Casting her mind back through her foggy memory, she had taken a cab to her friend's home, in Putney. Then they travelled to the Spotted Horse, meeting up with a few other of their friends. As the night wore on, they paid a visit to The Boathouse, having another drink- or two, in the majority of her friends' case- there, before finishing their journey on the other side of the river, at The Waterside. Although it may not have felt far when she was with her mates, she was in no position to trek back over the river and home in the state she was. Lucie looked up to the heavens, some childish part of her hoping to see the stars.

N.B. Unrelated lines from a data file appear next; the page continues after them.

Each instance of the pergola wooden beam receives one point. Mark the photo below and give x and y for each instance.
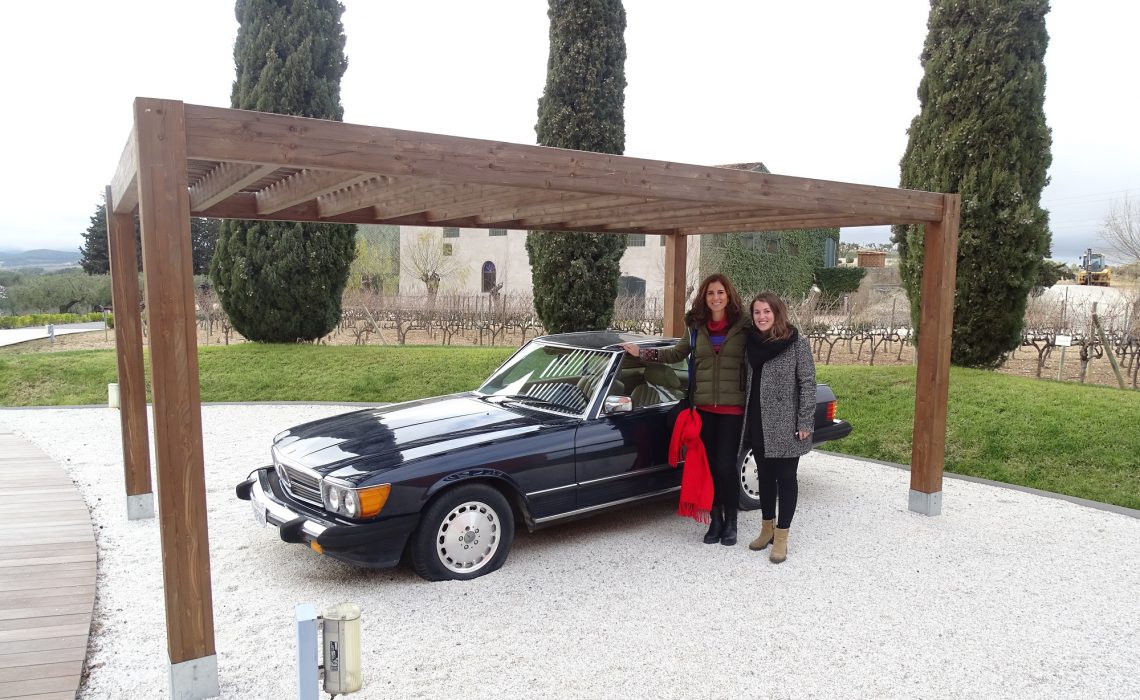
(228, 163)
(224, 181)
(123, 188)
(216, 133)
(304, 186)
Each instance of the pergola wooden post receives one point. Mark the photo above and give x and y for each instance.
(124, 282)
(164, 212)
(190, 160)
(931, 389)
(676, 251)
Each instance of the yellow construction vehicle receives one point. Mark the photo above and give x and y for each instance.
(1093, 271)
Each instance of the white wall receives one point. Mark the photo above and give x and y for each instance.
(474, 246)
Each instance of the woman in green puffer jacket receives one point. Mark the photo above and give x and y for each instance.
(718, 390)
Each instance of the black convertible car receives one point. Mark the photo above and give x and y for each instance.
(569, 425)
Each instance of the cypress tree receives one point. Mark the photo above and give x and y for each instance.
(583, 106)
(283, 282)
(980, 131)
(95, 254)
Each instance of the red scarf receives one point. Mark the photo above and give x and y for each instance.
(697, 479)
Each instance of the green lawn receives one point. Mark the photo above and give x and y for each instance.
(1059, 437)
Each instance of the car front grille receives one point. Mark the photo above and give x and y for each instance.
(302, 483)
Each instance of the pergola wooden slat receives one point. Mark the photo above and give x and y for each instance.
(188, 160)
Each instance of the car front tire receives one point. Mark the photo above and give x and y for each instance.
(464, 534)
(748, 481)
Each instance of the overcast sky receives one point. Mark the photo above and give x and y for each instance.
(815, 88)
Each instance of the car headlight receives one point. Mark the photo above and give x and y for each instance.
(356, 503)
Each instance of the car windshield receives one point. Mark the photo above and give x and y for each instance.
(555, 377)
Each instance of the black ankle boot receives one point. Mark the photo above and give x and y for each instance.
(729, 535)
(716, 526)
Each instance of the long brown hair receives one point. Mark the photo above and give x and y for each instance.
(700, 315)
(781, 328)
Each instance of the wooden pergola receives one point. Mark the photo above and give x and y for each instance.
(186, 161)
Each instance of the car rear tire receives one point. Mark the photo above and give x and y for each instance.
(464, 534)
(748, 481)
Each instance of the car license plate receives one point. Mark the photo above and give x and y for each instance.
(259, 511)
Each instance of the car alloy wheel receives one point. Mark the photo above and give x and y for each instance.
(464, 534)
(469, 537)
(749, 481)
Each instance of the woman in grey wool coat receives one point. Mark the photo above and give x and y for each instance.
(780, 415)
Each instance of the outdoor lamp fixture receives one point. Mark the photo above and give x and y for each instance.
(340, 635)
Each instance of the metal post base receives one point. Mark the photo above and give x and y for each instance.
(140, 506)
(308, 680)
(194, 680)
(927, 504)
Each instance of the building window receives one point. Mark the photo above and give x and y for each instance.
(488, 276)
(829, 252)
(630, 286)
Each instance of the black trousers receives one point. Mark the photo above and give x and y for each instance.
(778, 483)
(721, 436)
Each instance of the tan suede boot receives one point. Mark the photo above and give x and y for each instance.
(779, 546)
(765, 536)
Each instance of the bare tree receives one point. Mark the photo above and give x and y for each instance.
(1121, 229)
(430, 261)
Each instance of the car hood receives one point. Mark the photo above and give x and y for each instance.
(381, 439)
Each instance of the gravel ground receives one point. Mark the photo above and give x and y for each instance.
(1006, 595)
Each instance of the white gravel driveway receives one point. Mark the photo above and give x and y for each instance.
(1006, 595)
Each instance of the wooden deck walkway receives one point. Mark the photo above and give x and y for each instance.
(47, 575)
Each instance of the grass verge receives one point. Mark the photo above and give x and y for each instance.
(1058, 437)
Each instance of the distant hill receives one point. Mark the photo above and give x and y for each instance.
(39, 259)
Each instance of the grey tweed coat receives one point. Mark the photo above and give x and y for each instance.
(787, 400)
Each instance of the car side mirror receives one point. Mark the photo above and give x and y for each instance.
(618, 405)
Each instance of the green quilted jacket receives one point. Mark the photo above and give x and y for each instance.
(721, 377)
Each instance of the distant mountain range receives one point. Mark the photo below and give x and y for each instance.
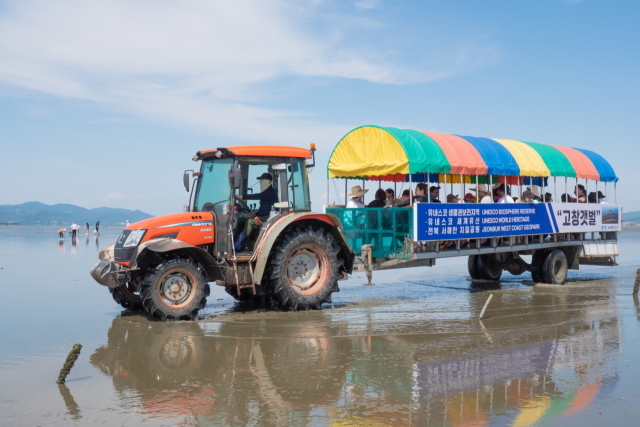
(36, 213)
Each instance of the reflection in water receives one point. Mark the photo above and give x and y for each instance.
(70, 402)
(551, 354)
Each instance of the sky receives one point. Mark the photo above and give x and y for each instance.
(104, 103)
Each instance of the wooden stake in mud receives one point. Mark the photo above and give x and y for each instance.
(485, 306)
(68, 364)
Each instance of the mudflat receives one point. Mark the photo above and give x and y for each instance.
(408, 351)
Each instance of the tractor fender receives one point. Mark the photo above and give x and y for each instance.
(274, 232)
(147, 254)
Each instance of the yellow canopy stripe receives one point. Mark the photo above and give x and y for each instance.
(528, 159)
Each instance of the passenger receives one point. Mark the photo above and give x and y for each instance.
(391, 197)
(356, 197)
(482, 194)
(380, 198)
(248, 224)
(434, 194)
(451, 198)
(581, 193)
(503, 192)
(601, 199)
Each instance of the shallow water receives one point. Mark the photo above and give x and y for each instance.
(408, 351)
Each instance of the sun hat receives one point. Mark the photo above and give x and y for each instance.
(357, 191)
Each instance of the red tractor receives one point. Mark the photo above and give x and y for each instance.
(293, 256)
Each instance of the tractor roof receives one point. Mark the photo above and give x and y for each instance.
(256, 151)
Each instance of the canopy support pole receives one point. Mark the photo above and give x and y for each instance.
(346, 182)
(586, 189)
(410, 190)
(491, 188)
(328, 188)
(445, 184)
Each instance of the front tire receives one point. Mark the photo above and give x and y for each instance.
(174, 289)
(304, 270)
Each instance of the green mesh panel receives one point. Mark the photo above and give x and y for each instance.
(387, 230)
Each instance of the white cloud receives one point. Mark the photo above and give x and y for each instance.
(201, 63)
(367, 4)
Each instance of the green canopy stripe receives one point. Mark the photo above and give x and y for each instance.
(555, 160)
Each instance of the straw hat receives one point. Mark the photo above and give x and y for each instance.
(480, 189)
(357, 191)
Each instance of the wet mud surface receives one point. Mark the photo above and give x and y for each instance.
(408, 351)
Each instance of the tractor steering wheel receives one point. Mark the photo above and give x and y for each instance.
(242, 206)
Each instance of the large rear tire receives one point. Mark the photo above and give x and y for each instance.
(489, 268)
(126, 296)
(555, 268)
(174, 289)
(472, 266)
(304, 270)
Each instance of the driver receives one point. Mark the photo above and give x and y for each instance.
(248, 224)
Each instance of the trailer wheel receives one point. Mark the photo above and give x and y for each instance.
(554, 268)
(536, 265)
(304, 270)
(489, 268)
(174, 289)
(125, 296)
(472, 266)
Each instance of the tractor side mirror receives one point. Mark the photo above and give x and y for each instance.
(185, 179)
(235, 178)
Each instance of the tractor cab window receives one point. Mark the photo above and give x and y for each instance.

Alas, this was London, and the light pollution was so strong that the only thing visible through the orange haze, was the peach tinted lunar body of the moon, and even then it kept disappearing behind wisps of cloud. Her gaze stayed there, eyes straining against the light. What was she supposed to do to get home now? 
She felt like she had only stayed there a few minutes at most, when in fact, nearly an hour had passed by, quicker than a flash of lightening. The thing that brought her out of her daze, was a light tap on her shoulder. It was so brief, she almost thought it was her intoxicated brain trying to play a trick on her. She shook her head quickly, before turning her torso round, and looking up at the figure, almost curiously. Whilst an instinct within her subconscious had told her it could now be am extremely dangerous situation, she was very happy with the vision she was blessed with. The woman had long, dark brown hair, which looked almost black in the dim light of the early morning. Despite being hastily tied back, her hair cascaded over her shoulders, and down her back, like some sort of ink waterfall of the night. Her eyes were a similar brown, almost black, giving her a warm and motherly look about her, even if her expression was one of concern and worry. "Are you alright, sweetie?" The woman asked, her thick Texan accent immediately apparent to Lucie, despite her drunken state. Lucie slowly began to nod her reply. "Yeah..." she slurred over her response. "I think so..." she blinked slowly up at the woman who had approached her. The woman smiled ever so slightly at the positive reply, and kindly held out her hand to drunken girl. "Come inside." She offered. "You can rest until the morning, then you can be on your way. We can get you nice an’ comfy on the couch." Lucie, not knowing what else to do, and being in no state to refuse, took the woman's hand, and hauled herself to her feet, using the weight of the other woman as leverage.
Once she was at least fairly stable, she was led inside by the loving young woman, an arm round her shoulder in a protective embrace, and the door shut behind them quietly, producing a lion's roar in the cold and silent street.
The next morning, the friends that had accompanied the young woman the night prior reported to the police.  Lucie Robertson was declared missing by noon.